Me sentí consternado. Hitler ya me estaba dando la mano y se disponía a despedirme. Yo, en cambio, creí que se había expresado mal, por lo que respondí que pondría todo mi empeño en sustituir al doctor Todt en las tareas de construcción.

—No; a todos los efectos, y también como ministro de Munición.

—Pero si no entiendo nada de… —traté de objetar.

—Confío en usted —me atajó Hitler—. ¡No tengo a nadie más! ¡Póngase inmediatamente en contacto con el Ministerio y empiece!

—En ese caso,
mein Führer
, va a tener usted que ordenármelo, porque no puedo garantizar que sea capaz de llevar a cabo esta misión.

Hitler me dio brevemente la orden, que acepté en silencio.

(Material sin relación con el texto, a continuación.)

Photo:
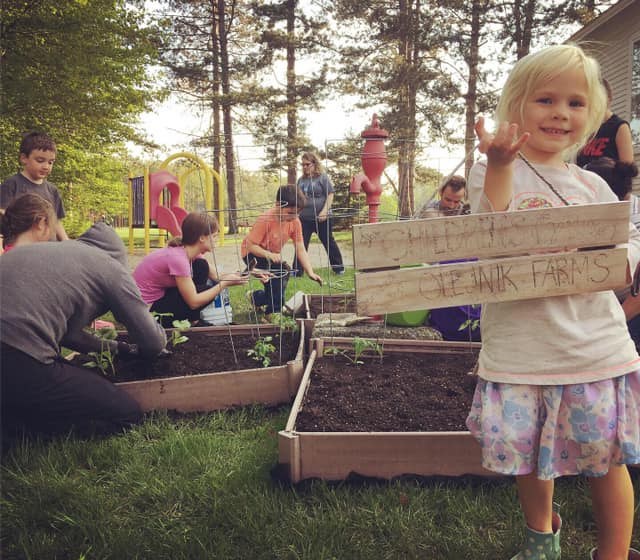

Sin añadir ningún comentario personal, lo que había sido habitual hasta entonces entre nosotros, Hitler se dedicó a otra cosa. Me despedí con aquella primera muestra del que iba a ser nuestro nuevo estilo de trabajo. Hasta entonces, Hitler me había mostrado, como arquitecto, un afecto en cierto sentido propio de colegas, pero comenzaba ostensiblemente una nueva fase, y desde el primer minuto estableció la distancia adecuada para una relación oficial con un ministro que estaba a sus órdenes.